Outbreaks at slaughterhouses have led to the larges pig culling effort the U.S. has ever seen, Bloomberg reports. CoBank estimates 7 million animals may have to be destroyed this quarter, which equals roughly a billion pounds of meat lost to consumers.

Some farms in Minnesota are reportedly using chippers to grind up carcasses to be spread for compost.

All of that waste is hitting farmers hard, and those farmers are hoping slaughterhouses can get back up and running before their animals get too heavy. Many farmers have already cut their losses and culled their herds.

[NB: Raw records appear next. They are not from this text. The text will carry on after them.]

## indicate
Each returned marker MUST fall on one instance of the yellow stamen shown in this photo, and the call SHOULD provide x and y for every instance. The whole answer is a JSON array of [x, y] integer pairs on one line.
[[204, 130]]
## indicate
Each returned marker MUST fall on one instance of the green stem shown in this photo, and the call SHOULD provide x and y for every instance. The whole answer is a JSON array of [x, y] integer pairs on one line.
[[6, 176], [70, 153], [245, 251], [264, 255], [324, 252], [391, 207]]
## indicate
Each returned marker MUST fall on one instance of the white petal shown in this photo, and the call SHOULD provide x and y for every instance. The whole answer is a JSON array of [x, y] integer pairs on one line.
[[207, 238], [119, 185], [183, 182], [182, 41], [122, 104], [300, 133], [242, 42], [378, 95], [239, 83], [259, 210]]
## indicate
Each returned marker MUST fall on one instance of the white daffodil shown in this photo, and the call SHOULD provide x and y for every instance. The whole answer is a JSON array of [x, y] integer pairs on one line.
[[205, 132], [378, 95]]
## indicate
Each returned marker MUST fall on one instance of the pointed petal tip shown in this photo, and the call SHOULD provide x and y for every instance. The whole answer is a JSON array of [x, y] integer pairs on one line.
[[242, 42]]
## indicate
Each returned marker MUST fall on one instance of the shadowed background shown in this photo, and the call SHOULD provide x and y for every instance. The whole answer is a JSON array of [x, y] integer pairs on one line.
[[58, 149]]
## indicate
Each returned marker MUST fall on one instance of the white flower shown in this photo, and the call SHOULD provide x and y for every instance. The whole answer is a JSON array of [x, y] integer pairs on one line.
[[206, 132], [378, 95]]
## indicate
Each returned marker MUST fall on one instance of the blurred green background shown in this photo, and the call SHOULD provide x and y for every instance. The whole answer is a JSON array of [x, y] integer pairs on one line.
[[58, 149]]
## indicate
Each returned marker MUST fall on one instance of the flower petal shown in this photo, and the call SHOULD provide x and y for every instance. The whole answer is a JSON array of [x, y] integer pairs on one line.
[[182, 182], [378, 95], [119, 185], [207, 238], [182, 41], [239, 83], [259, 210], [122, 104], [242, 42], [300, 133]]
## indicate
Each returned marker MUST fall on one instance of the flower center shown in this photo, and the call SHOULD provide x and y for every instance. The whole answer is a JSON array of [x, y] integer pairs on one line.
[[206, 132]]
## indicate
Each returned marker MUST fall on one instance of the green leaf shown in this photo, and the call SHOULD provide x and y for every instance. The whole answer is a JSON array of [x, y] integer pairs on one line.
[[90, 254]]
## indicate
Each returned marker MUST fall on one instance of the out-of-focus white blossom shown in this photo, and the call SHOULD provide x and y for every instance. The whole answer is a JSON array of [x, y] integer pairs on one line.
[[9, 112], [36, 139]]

“In the agriculture industry, what you prepare for is an animal disease. The thought is never that there’s not going to be a market,” said Michael Crusan, a spokesman at the Minnesota Board of Animal Health. As many as 2,000 hogs will be composted a day and laid out in windrows in Nobles County. “We have lots of pig carcasses that we have to effectively compost on the landscape.”

America’s pork supply chain is designed as “just-in-time manufacturing” as mature hogs are sent from barns directly to the slaughterhouse while another group of new pigs takes their place within a few days.

The slowdown has left younger pigs with nowhere to go as farmers initially hung on to mature animals for longer. Once a pig reaches 330 pounds they are too big for slaughterhouse equipment.